Fortunately, we already have a function that can do just that, GetDemandedBits. It will only make transformations that involve bypassing a node.

This patch changes AMDGPU's simplifyI24, to use a combination of GetDemandedBits to handle the multiple use simpflications. And then uses the regular SimplifyDemandedBits on each operand to handle simplifications allowed when the operand only has a single use. Unfortunately, GetDemandedBits simplifies constants more aggressively than SimplifyDemandedBits. This caused the -7 constant in the changed test to be simplified to remove the upper bits. I had to modify computeKnownBits to account for this by ignoring the upper 8 bits of the input.

Diff Detail

Event Timeline

craig.topper created this revision.Dec 26 2018, 11:19 AM
RKSimon added a subscriber: tstellar.

Adding @tstellar as IIRC he originally added that version of SimplifyDemandedBits

lib/Target/AMDGPU/AMDGPUISelLowering.cpp
2723

Worth putting this after the LHS/RHS so we don't call getOperand more than necessary?

4325

This looks (mostly) like an NFC? Just commit the bits that you can?

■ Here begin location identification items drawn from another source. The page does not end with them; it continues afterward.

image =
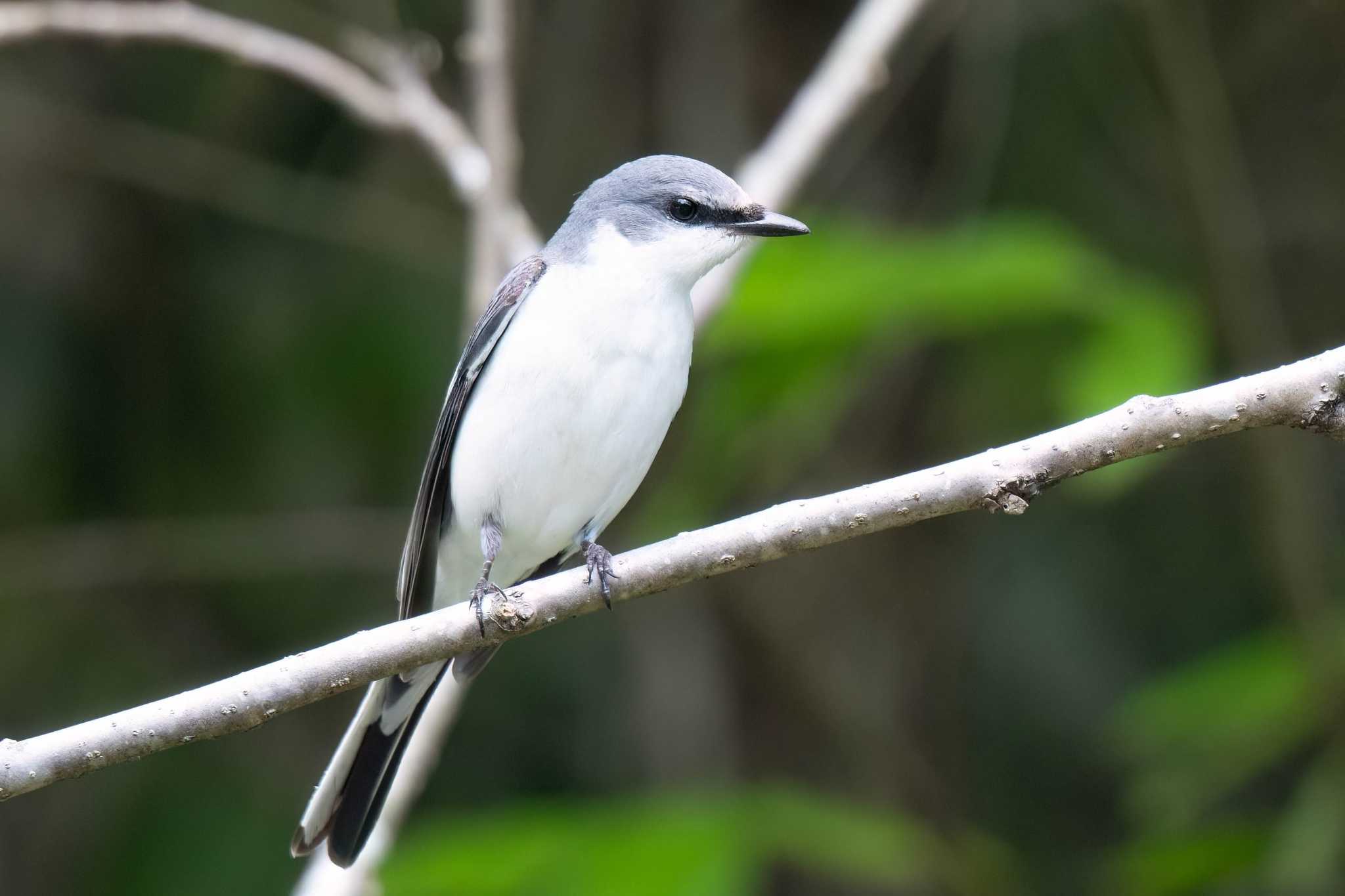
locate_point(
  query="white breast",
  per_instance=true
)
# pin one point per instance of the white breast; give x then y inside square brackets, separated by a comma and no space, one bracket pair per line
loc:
[567,417]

craig.topper marked 2 inline comments as done.Dec 26 2018, 2:52 PM
craig.topper added inline comments.
lib/Target/AMDGPU/AMDGPUISelLowering.cpp
2723

Will do

4325

The part I'm most concerned about is that MUL_U24 is now using countMinLeadingZeros. I couldn't figure out why it was using countMinSignBits for both signed and unsigned before

Reduce calls to getOperand

LGTM but we need a AMDGPU guru to check it over as well.

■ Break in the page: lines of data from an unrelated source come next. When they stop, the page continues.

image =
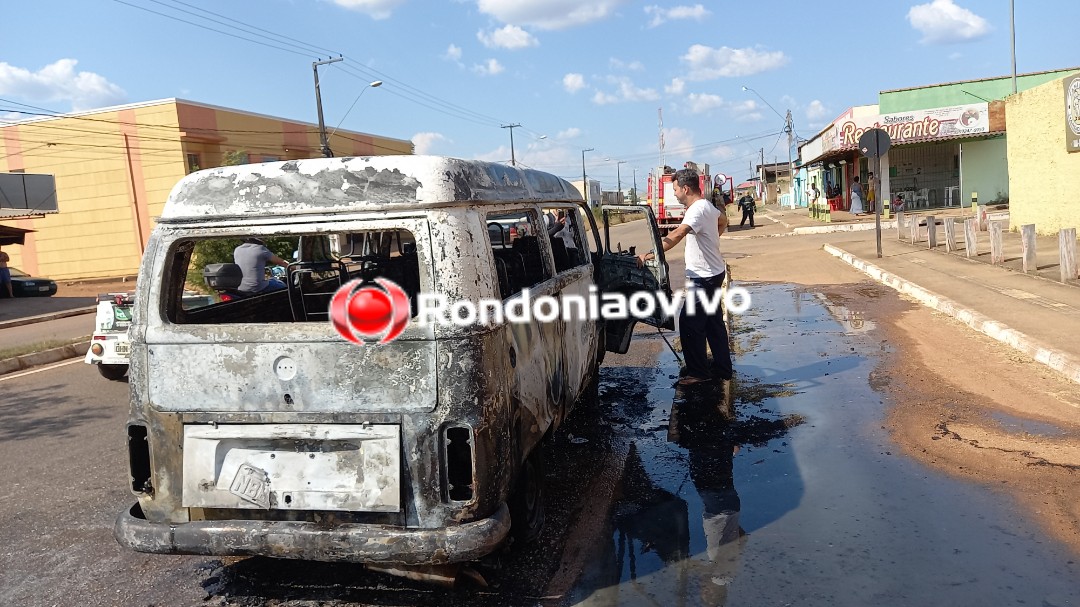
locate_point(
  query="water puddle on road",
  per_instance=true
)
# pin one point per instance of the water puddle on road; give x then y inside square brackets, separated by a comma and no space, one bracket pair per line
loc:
[781,486]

Any AMDGPU comments? Else I think Craig can go ahead and commit.

arsenm accepted this revision.Jan 7 2019, 6:03 AM

LGTM. The immediate change is a little worse though, since the -7 is free and 0xfffff9 is not

This revision is now accepted and ready to land.Jan 7 2019, 6:03 AM
arsenm added inline comments.Jan 7 2019, 6:05 AM
lib/Target/AMDGPU/AMDGPUISelLowering.cpp
4325

There's this comment that I've never fully understood:

// We need to use sext even for MUL_U24, because MUL_U24 is used
// for signed multiply of 8 and 16-bit types.
return DAG.getSExtOrTrunc(Mul, DL, VT);

LGTM. The immediate change is a little worse though, since the -7 is free and 0xfffff9 is not

I'm not certain whether we need the constant simplification in GetDemandedBits at all to be honest, but that is a separate issue.

This revision was automatically updated to reflect the committed changes.